Do opposites really attract? Well… yes and no.
You’ve heard that in love relationships, opposites do attract, and that’s probably true. People who are different than us (in temperament especially) fascinate us. But a relationship with opposites can be tumultuous, too.
When we talk about opposites attracting, we’re not talking about you (a nice guy) being attracted to a bad girl, although that can certainly happen. You might find a bad girl attractive because she has a devil-may-care attitude, seems very mysterious or has a very naughty streak.
That’s fine, but you have to ask yourself if you really want someone who’s that far on the spectrum of behaviors and beliefs as you. As exciting as that might seem, the combination of you and a bad girl is most likely doomed.
So, back to the question “Do opposites really attract?” If you end up with someone who is very, very different from you, you’re probably not going to be happy in the long run. But if you choose someone who is very much the same, it will probably be the same story because you’ll both become bored.
You have to have enough differences in your personalities, interests, temperaments, and desires to keep things exciting and balanced, but not so many differences that it causes a lot of grief.
Look for a girl who’s similar to you when it comes to your core values and beliefs, such as opinions about having children. If you have comparable views about spirituality, politics and so forth, this helps, but it’s not a prerequisite as long as it doesn’t cause arguments that are insurmountable.
Personality-wise, if you’re very quiet and reserved, a more outgoing personality might compliment yours – as long as you don’t annoy each other too much. Likewise, if she’s a bit daring (does she have a tattoo on her shoulder?), and you would like to be a bit more daring, she might bring that quality out in you.
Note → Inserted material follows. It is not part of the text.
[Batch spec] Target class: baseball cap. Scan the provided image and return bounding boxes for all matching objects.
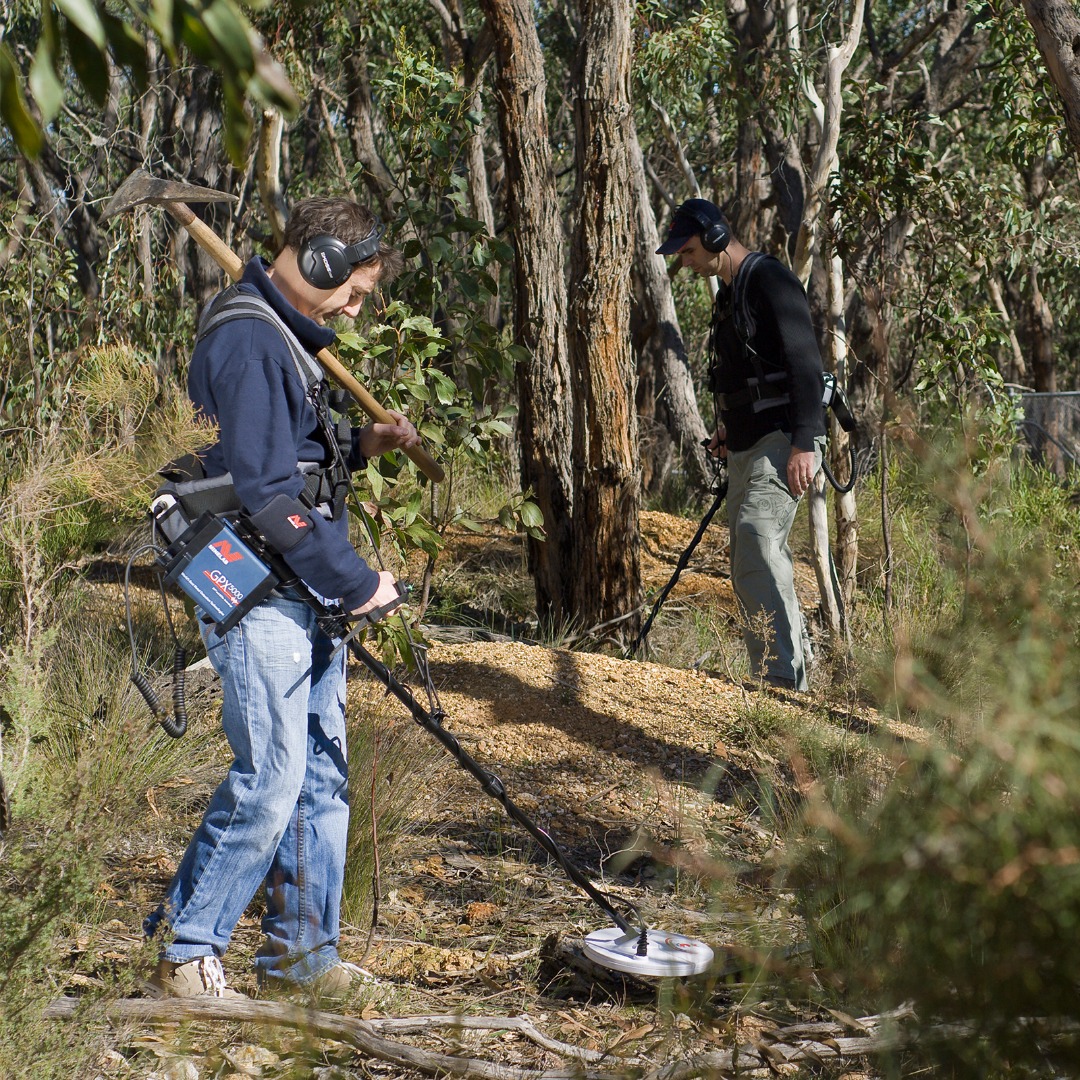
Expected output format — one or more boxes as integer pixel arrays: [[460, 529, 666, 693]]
[[657, 199, 724, 255]]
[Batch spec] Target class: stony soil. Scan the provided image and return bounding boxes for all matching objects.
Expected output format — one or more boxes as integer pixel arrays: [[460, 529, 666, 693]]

What about interests? You should definitely share some interests because in the long run, these are the things that create bonds. You don’t have to love everything she does or vice versa, but there should be some overlap.
And you can learn new things from each other this way. You may actually find that you like the ballet (sure, it’s a long shot), and she may find that she loves hockey. Balance is the key here.
You can’t have someone just like you and you can’t have someone who is your polar opposite. Either way, you’ll both end up tired of each other and very frustrated. Instead, see where the differences, similarities and overlaps are.
Can you tolerate your differences and even learn something new? Are your similarities significant enough to create lasting bonds? This is your answer. Find a great girl who’s like you, but at the same time isn’t. That’s where your perfect match lies.